By invoking the connotations of the word “resist” it wears its politics on its sleeve, but this collection of writings and art by some of the heaviest hitters in children’s literature – Sharon Draper, Jacqueline Woodson, Joseph Bruchac – makes itself invaluable. The contributors to the anthology are charged with trying to answer the question “In this divisive world, what shall we tell our children?” The poems, essays and stories that wrestle with that question don’t always engage directly with the topic of police violence, but some do: Kwame Alexander’s contribution dramatizes a tough conversation about the daily news between a father and daughter on the way to get ice cream. Along the way, Alexander muses whether “words, sentences, and books aren’t enough, anymore” – a pretty serious reservation, coming from a writer.
This juvenile novel, aimed at readers ages 8-12, is emotionally wrenching stuff: the main character is a child who’s killed by a police officer who mistakes his toy gun for the real thing. The rest of the book chronicles the effects of his death on those left behind, and his afterlife conversations with Emmett Till. It’s an unflinching depiction of the impact these deadly mistakes have on a community, but in the end the story’s not devoid of hope.

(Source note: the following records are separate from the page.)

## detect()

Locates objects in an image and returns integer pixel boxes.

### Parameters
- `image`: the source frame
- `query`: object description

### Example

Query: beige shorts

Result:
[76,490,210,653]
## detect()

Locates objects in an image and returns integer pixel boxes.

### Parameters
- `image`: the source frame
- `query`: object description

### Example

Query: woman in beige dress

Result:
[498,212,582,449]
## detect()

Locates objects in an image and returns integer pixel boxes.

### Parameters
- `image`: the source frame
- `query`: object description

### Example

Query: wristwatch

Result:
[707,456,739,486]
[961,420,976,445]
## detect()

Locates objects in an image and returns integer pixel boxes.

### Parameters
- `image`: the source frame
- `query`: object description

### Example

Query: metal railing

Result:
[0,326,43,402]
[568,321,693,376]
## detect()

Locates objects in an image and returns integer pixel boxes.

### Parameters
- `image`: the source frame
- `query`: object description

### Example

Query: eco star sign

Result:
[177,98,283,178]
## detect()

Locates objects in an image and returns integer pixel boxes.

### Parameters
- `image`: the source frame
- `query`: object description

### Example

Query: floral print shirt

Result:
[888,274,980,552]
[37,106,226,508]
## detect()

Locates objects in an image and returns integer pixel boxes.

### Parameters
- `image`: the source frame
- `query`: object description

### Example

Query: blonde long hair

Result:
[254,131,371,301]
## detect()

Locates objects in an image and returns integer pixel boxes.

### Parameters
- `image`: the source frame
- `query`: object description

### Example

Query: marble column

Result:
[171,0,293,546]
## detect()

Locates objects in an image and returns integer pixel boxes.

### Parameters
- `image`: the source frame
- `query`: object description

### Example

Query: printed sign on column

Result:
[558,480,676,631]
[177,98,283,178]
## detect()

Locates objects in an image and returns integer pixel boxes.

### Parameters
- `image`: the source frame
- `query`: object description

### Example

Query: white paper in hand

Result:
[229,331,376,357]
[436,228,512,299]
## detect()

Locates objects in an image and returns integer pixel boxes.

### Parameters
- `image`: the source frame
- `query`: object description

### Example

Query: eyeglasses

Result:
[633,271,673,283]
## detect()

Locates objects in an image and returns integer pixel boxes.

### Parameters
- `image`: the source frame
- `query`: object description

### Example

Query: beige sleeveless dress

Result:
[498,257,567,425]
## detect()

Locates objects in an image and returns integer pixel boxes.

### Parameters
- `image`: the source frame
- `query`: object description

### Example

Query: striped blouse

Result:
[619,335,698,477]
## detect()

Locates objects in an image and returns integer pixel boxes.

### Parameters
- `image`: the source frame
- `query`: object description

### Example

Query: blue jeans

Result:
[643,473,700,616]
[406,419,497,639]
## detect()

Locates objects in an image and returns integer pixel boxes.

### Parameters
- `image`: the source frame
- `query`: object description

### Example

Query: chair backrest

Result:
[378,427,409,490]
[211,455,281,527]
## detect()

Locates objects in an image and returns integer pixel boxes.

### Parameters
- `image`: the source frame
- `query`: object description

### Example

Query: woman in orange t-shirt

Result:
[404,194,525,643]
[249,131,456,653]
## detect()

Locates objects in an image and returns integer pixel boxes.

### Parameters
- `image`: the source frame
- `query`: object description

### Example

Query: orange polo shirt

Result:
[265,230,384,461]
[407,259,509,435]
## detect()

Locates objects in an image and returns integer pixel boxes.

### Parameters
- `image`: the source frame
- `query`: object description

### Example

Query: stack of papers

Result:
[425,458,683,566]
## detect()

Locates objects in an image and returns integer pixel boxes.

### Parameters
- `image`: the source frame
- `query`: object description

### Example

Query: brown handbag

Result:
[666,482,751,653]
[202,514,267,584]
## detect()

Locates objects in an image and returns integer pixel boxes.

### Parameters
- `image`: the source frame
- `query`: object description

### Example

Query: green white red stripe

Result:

In this juvenile novel, 12-year-old Shayla is moved to join in expressions of symbolic protest, after the trial of a police officer who shot a Black man ends in a not guilty verdict. Some of her peers have reservations and the racist school principal draws a line in the sand. Shayla needs to decide what kind of person she wants to be. A reliably stirring story of adolescent self-assertiveness in the face of injustice.
This middle-grade novel is jam-packed with incidents and ideas, arguably too much so – its 11-year-old biracial protagonist Isabella deals with divorced parents, schoolkids committing hate crimes, racial profiling, and police shootings. But it’s a worthwhile read – Draper’s a pro and it’s bracing to engage with a story where various forms of racial tension and injustice creep into so many arenas of the character’s experience.
Easily the oldest-skewing book on this list – it targets readers 12 and up – this collection of poems sets out to memorialize Black female victims of violence, and though that sometimes emerges in the verses as explicit cries for justice (“Stop killing us stop/ Killing us stop killing us/
Stop killing us STOP”), the tone mostly reaches for a sense of triumph and redemption.